Telomere-to-telomere reference genome for Panax ginseng highlights the evolution of saponin biosynthesis
Yiting Song1,2 , Yating Zhang2 , Xu Wang3 , Xikai Yu2 , Yi Liao4 , Hao Zhang5 , Linfeng Li6 , Yingping Wang7 and Bao Liu8 , Wei Li,2,9,
1College of Plant Science and Technology, Huazhong Agricultural University, Wuhan 430070, China 2Shenzhen Branch, Guangdong Laboratory for Lingnan Modern Agriculture, Shenzhen Key Laboratory of Agricultural Synthetic Biology, Genome Analysis Laboratory of the Ministry of Agriculture and Rural Affairs, Agricultural Genomics Institute at Shenzhen, Chinese Academy of Agricultural Sciences, Shenzhen 518124, China 3National Key Laboratory of Tropical Crop Breeding, Shenzhen Branch, Guangdong Laboratory of Lingnan Modern Agriculture, Key Laboratory of Synthetic Biology, Ministry of Agriculture and Rural Affairs, Agricultural Genomics Institute at Shenzhen, Chinese Academy of Agricultural Sciences, Shenzhen 518124, China 4College of Horticulture, South China Agricultural University, Guangzhou 510642, China 5Institute of Special Animal and Plant Sciences, Chinese Academy of Agricultural Sciences, Changchun 130112, China 6Ministry of Education Key Laboratory for Biodiversity Science and Ecological Engineering, Coastal Ecosystems Research Station of Yangtze River Estuary, Institute of Biodiversity Science and Institute of Eco-Chongming, School of Life Sciences, Fudan University, Songhu Road 2005, Shanghai 200433, China 7State-Local Joint Engineering Research Center of Ginseng Breeding and Application, Jilin Agricultural University, Changchun 130118, China 8Key Laboratory of Molecular Epigenetics of the Ministry of Education (MOE), Northeast Normal University, Changchun 130024, China 9Kunpeng Institute of Modern Agriculture at Foshan, Shenzhen Branch, Guangdong Laboratory of Lingnan Modern Agriculture, Agricultural Genomics Institute at Shenzhen, Chinese Academy of Agricultural Sciences, Shenzhen 518124, China *Corresponding author.
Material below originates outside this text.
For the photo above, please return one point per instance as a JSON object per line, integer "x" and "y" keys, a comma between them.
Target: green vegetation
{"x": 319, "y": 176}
E-mail: liwei11@caas.cn
Received: 26 Jul 2023 Accepted: 31 Mar 2024 Published online: 09 Apr 2024
Abstract
Ginseng (Panax ginseng) is a representative of Chinese traditional medicine, also used worldwide, while the triterpene saponin ginsenoside is the most important effective compound within it. Ginseng is an allotetraploid, with complex genetic background, making the study of its metabolic evolution challenging. In this study, we assembled a telomere-to-telomere ginseng reference genome, constructed of 3.45 Gb with 24 chromosomes and 77 266 protein-coding genes. Additionally, the reference genome was divided into two subgenomes, designated as subgenome A and B. Subgenome A contains a larger number of genes, whereas subgenome B has a general expression advantage, suggesting that ginseng subgenomes experienced asymmetric gene loss with biased gene expression. The two subgenomes separated approximately 6.07 million years ago, and subgenome B shows the closest relation to Panax vietnamensis var. fuscidiscus. Comparative genomics revealed an expansion of gene families associated with ginsenoside biosynthesis in both ginseng subgenomes. Furthermore, both tandem duplications and proximal duplications play crucial roles in ginsenoside biosynthesis. We also screened functional genes identified in previous research and found that some of these genes located in colinear regions between subgenomes have divergence functions, revealing an unbalanced evolution in both subgenomes and the saponin biosynthesis pathway in ginseng. Our work provides important resources for future genetic studies and breeding programs of ginseng, as well as the biosynthesis of ginsenosides.